Apesar das costumeiras distancias entre superiores e alunos, nós nos mantivemos amigos, confiantes, mutuamente, entre nós, como aprendizes. Eu me renovava com a juventude e os estudos deles, e eles aproveitavam da minha experiência e da maturação pastoral que ia passando pra eles. Foi sempre esta a minha intenção: em Olinda, João Pessoa, Fortaleza e Sobral. Se todos os seminaristas não aproveitaram por igual, o João se destacou em 100% de informação e aprendizagem, fazendo-me feliz pelo mútuo proveito.
Quando eu fiz cinco anos de Padre, fui agraciado com uma bolsa de estudos para me especializar em Comunicação na Universidade Gregoriana, em Roma. Eu já fizera um 1º momento no Centro de Comunicações Sociais do Nordeste (CECOSNE) em Recife e, àquele momento, eu precisava renovar. Fui pra Roma. Um dia, Padre João me falou que queria fazer um Curso de Direito Canônico. Seria no Rio de Janeiro, com a chancela da Gregoriana. Não o deixei nem terminar seu desejo. Disse-lhe de imediato: vá, meu irmão!
Padre João foi para o Rio. Morria de saudades. Telefonava-me, a cobrar, para dar notícias. Chorava e eu lhe dava o apoio que um irmão daria nessas ocasiões. Na época das férias, perguntou: “como passar este tempo aqui, sem fazer nada”? “Venha” disse-lhe eu. “A gente dá um jeito”. Ele nem precisou do meu jeito. Encontrou recursos para vir e voltar. Ah! Padre João! Você sempre se virou na solução de seus problemas! Para todos, relacionados à sua saúde, operações, procedimentos para você e para amigos, você encontrava saída. Só para esta terrível doença que o acometeu, você ainda lutou, heroicamente. Ela não o derrotou. Você foi ficar “junto do Pai”, como um lutador. Um vencedor.

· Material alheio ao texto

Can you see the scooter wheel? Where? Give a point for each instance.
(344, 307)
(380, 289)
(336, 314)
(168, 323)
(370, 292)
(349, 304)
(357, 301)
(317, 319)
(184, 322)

Não foi por coincidência. O próprio Pai preparou o ambiente para sua chegada. Fê-lo voltar do Recife para seu meio familiar, pastoral e amigo. Desligou-o da vida terrena no dia litúrgico da instituição do Sacerdócio e da Eucaristia. Na tarde da quinta-feira santa, enquanto Jesus Eucarístico era transladado para “o Santo Sepulcro” (aquele local onde ficam as sagradas espécies para serem adoradas) sua Diocese, seus familiares e irmãos sacerdotes estavam preparando a sua “sepultura” para permanecer no interior da “mãe terra” que o viu nascer e que o vai transformar também “em terra”: “lembra-te homem, que és pó e em pó te tornarás”.
Seu Calvário aconteceu ao mesmo tempo em que lembrávamos o Calvário de Jesus. Seu Sepultamento também. Não será já um prenuncio da Ressurreição? A certeza da Vida Eterna que o aguarda?
Minha participação ao vivo pela Rádio Pajeú mostrou a minha parte humana, sentimental e até senil em que me encontro.
Minha participação agora, por escrito, encobriu um pouco de minhas lágrimas. Mas não encobre o meu sentimento de amor, de respeito e carinho que sempre nos uniu. Obrigado, amigo, por tudo de bom que fizemos: nossa solidariedade, nossos reencontros sempre fraternais, tudo nos aproximou mais um do outro e nos aproximou mais de Deus. Por causa disso, Ele perdoará nossas fraquezas e limites.
Um abraço para todos: Diocese, Familiares e amigos.